Popular games for platform Microcomputer

31.03.1973

Hunt the Wumpus is an early computer game, based on a simple hide and seek format featuring a mysterious monster (the Wumpus) that lurks deep inside a network of rooms. It was originally a text-based game written in BASIC and has since been ported to various programming languages and platforms including graphical versions. The original text-based version of Hunt the Wumpus uses a command line text interface. A player of the game enters commands to move through the rooms or to shoot "crooked arrows" along a tunnel into one of the adjoining rooms. There are twenty rooms, each connecting to three others, arranged like the vertices of a dodecahedron or the faces of an icosahedron (which are identical in layout). Hazards include bottomless pits, super bats (which drop the player in a random location, a feature duplicated in later, commercially published adventure games, such as Zork I, Valley of the Minotaur, and Adventure), and the Wumpus itself. The Wumpus is described as having sucker feet (to escape the bottomless pits) and being too heavy for a super bat to lift. When the player has deduced from hints which chamber the Wumpus is in without entering the chamber, he fires an arrow into the Wumpus's chamber to kill it.

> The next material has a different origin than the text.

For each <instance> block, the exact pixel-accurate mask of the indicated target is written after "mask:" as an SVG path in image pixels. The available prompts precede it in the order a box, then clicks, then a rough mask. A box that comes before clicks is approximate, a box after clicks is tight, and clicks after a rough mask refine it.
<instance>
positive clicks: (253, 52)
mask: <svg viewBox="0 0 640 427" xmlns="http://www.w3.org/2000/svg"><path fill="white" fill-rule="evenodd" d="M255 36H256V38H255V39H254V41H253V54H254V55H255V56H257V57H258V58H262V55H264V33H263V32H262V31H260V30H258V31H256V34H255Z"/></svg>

The player wins the game if he kills the Wumpus. However, firing the arrow into the wrong chamber startles the Wumpus, which may cause it to move to an adjacent room. The player loses if he or she is in the same room as the Wumpus (which then eats him or her) or a bottomless pit.

31.12.1973

Lemonade Stand is a business simulation game created in 1973 by Bob Jamison of the Minnesota Educational Computing Consortium. Charlie Kellner ported the game to the Apple II platform in February 1979. Throughout the 1980s Apple Computer included Lemonade Stand (along with other software) with the purchase of their systems. The game simulates a child's lemonade stand, where choices made by the player regarding prices, advertising, etc. will determine the success or failure of the enterprise. The game owed its success to offering just enough variables to make a complex challenge for users, but still providing a simply-grasped addictive introduction to the offsetting priorities facing a business. The choice of the right prices and quantities on the day of a heat-wave could instill the satisfaction unique to a greatly profitable private enterprise. The player is first given a weather report for the day (sunny, cloudy or hot and dry, each accompanied by a color drawing) and is prompted for three values: the number of glasses of lemonade to make, the number of advertising signs, and the cost of lemonade per glass. The program then gives a report of the earnings for that day. A thunderstorm, sometimes occurring on cloudy days and accompanied by a color animation, will void any profits and cause the player to lose any investment for the day. The game can be played either single-player or with up to 30 players (each player is independent and the sales of one do not affect another). The Apple II version included music, with bars from "Morning Mood," "Singin' in the Rain," "Raindrops Keep Fallin' on My Head," and "Summertime" played at appropriate moments.

01.04.1973

Mugwump is an early video game where the user is tasked with finding four "Mugwumps" that are randomly hidden on a 10x10 grid. It is a text-based game written in BASIC. The user enters a pair of single-digit co-ordinates in the range from 0 to 9 which are the x,y coordinates to scan. If a mugwump is at that location then the user is alerted. Otherwise the user is told the distance from the scanned coordinates to each of the mugwumps that are yet to be found. The game ends after ten turns or when all of the mugwumps have been found.

31.12.1968

A turn-based, strategic simulation of fourteen real battles of the American Civil War. In single player mode, you play as the Confederacy, while the computer controls the Union. Each turn you have to decide how to allocate your funds on food, ammunition and salaries and choose one out of eight strategies to use in battle (four offensive, four defensive). The sides with fewer casualties wins the battle, and whoever wins eight or more battles wins the war. The game was developed at Lexington High School by students L. Cram, L. Goodie, and D. Hibbard. In 1973, it was compiled and published on "101 BASIC Computer Games" by David H. Ahl, who credited G. Paul and R. Hess of "TIES" for adding a two-player mode

31.12.1980

Hezarin is a text-based adventure developed in 1980 by Steve Tinney, Alex Shipp and Jon Thackray.